A limitation of this systematic review is that only 1 study was conducted under realistic conditions. ⁷ Despite representing a reliable method of conducting investigations, simulated conditions may not always mimic realistic scenarios with absolute precision. ²² Furthermore, the number and power of the included studies were mostly small, considering sample sizes and number of interventions. Nevertheless, the first insights about the feasibility and efficacy of the use of this technology in the context of water supervision and rescue are provided, addressing findings that may assist authorities in further developing lifeguard course content and creating greater and safer rescuing conditions for these professionals. We hypothesize that the extensive application of this technology would translate into a significant reduction in drownings and accidents in supervised and unsupervised aquatic areas.

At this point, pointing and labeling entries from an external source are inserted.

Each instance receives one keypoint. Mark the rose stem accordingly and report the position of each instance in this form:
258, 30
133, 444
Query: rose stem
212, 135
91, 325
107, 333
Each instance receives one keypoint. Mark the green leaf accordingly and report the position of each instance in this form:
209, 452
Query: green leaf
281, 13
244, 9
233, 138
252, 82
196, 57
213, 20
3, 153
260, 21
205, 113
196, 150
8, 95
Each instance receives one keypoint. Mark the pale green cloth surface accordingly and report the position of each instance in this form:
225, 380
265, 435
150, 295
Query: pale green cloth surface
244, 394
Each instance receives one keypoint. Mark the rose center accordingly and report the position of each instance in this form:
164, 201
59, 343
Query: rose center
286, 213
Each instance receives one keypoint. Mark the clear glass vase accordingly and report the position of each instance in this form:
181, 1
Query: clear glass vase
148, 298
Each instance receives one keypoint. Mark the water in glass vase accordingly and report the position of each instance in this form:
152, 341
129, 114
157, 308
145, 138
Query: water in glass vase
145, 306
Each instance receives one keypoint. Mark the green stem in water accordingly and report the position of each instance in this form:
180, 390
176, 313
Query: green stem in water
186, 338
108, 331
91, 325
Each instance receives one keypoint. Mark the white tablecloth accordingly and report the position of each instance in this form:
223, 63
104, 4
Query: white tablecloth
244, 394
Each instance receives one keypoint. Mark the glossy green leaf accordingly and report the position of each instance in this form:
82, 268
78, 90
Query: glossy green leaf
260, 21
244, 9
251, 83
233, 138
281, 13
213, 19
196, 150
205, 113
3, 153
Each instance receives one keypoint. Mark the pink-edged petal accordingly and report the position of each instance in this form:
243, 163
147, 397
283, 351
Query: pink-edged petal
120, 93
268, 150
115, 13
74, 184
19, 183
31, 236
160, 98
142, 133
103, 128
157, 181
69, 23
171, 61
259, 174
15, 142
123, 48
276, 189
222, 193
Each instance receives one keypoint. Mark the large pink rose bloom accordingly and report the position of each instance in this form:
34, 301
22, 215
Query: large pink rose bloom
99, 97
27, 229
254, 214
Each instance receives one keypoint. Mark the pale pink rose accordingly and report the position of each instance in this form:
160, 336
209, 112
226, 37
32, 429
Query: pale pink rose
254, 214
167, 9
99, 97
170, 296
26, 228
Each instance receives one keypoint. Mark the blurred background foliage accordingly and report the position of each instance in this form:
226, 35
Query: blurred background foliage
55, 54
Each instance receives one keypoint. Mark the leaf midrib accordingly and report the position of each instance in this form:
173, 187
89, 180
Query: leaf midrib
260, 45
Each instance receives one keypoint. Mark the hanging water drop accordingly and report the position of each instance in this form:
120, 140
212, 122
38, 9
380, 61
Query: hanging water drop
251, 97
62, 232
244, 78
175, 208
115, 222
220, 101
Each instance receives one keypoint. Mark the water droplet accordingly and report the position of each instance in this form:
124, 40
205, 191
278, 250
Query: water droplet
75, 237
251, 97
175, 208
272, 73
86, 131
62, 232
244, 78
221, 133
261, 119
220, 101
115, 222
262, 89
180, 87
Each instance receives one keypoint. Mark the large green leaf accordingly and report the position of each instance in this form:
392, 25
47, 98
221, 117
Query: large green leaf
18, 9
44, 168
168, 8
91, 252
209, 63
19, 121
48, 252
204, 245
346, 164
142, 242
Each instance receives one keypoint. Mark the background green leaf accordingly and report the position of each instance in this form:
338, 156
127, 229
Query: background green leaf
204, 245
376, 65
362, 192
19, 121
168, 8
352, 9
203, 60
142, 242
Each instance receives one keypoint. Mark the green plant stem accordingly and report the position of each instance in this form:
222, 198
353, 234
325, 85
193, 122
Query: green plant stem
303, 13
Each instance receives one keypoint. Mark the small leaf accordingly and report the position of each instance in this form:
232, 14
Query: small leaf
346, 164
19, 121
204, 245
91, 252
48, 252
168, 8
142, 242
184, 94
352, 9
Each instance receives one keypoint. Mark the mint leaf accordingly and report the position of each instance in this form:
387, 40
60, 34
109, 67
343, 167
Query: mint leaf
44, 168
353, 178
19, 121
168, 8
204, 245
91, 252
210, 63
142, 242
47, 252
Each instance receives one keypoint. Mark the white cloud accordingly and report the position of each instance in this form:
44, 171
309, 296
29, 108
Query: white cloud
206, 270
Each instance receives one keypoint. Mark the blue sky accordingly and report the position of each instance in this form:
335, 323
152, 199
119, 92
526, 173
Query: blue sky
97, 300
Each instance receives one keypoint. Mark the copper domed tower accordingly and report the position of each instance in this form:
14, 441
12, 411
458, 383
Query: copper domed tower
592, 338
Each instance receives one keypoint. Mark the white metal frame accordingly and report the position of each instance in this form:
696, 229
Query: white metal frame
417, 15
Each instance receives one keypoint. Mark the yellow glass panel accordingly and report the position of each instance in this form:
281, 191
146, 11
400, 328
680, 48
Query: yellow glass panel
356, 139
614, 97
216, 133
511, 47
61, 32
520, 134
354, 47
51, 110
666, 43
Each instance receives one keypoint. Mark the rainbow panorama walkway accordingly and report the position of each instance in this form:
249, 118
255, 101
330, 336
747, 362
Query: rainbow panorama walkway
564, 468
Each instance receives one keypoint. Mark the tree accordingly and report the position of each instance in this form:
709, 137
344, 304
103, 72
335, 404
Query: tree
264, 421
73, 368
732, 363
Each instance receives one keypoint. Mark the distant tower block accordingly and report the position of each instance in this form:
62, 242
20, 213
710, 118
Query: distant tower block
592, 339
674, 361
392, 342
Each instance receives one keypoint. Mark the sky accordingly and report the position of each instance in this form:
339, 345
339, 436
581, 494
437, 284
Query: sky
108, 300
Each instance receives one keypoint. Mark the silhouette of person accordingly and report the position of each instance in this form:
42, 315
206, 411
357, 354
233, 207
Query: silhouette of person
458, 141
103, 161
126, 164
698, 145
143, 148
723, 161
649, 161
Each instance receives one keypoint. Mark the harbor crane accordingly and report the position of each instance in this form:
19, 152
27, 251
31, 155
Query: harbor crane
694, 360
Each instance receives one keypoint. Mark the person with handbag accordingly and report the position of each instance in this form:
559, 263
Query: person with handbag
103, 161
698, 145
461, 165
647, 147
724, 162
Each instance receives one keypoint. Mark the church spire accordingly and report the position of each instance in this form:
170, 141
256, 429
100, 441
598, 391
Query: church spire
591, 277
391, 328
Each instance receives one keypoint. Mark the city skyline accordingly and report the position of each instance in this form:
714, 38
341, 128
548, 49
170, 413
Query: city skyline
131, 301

Future Research Recommendations

Unmanned aerial vehicles represent an emergent area of study on drowning prevention and rescue; therefore, several lines of investigation can be followed. Firstly, the use of these devices across several meteorological conditions should be tested. Also, a remotely operated rescue buoy should be developed and tested, which would strongly contribute to lifeguards’ safety and would also be helpful when rescuing in rough sea conditions (eg, rip currents, big waves). Finally, future research should evaluate the actual impact of drone-assisted identification on overall rescue times and outcomes in real contexts, as well as develop optimal integration strategies for drone and lifeguard teams.

Conclusion

When assisting a victim of drowning or rescuing people in aquatic distress, often every second counts. Although preliminary, the findings of this review demonstrated that the use of UAVs as a tool to detect drowning victims and people in distress in water, as well as provide flotation to conscious individuals, may represent a feasible, safe, and time-effective way to improve both preventive and rescue actions. Nonetheless, the integration of UAV technology requires comprehensive training, effective protocols, and continued research to address the current limitations and assumptions, ultimately ensuring that these tools can be utilized to their fullest potential in improving lifeguards’ responses and outcomes.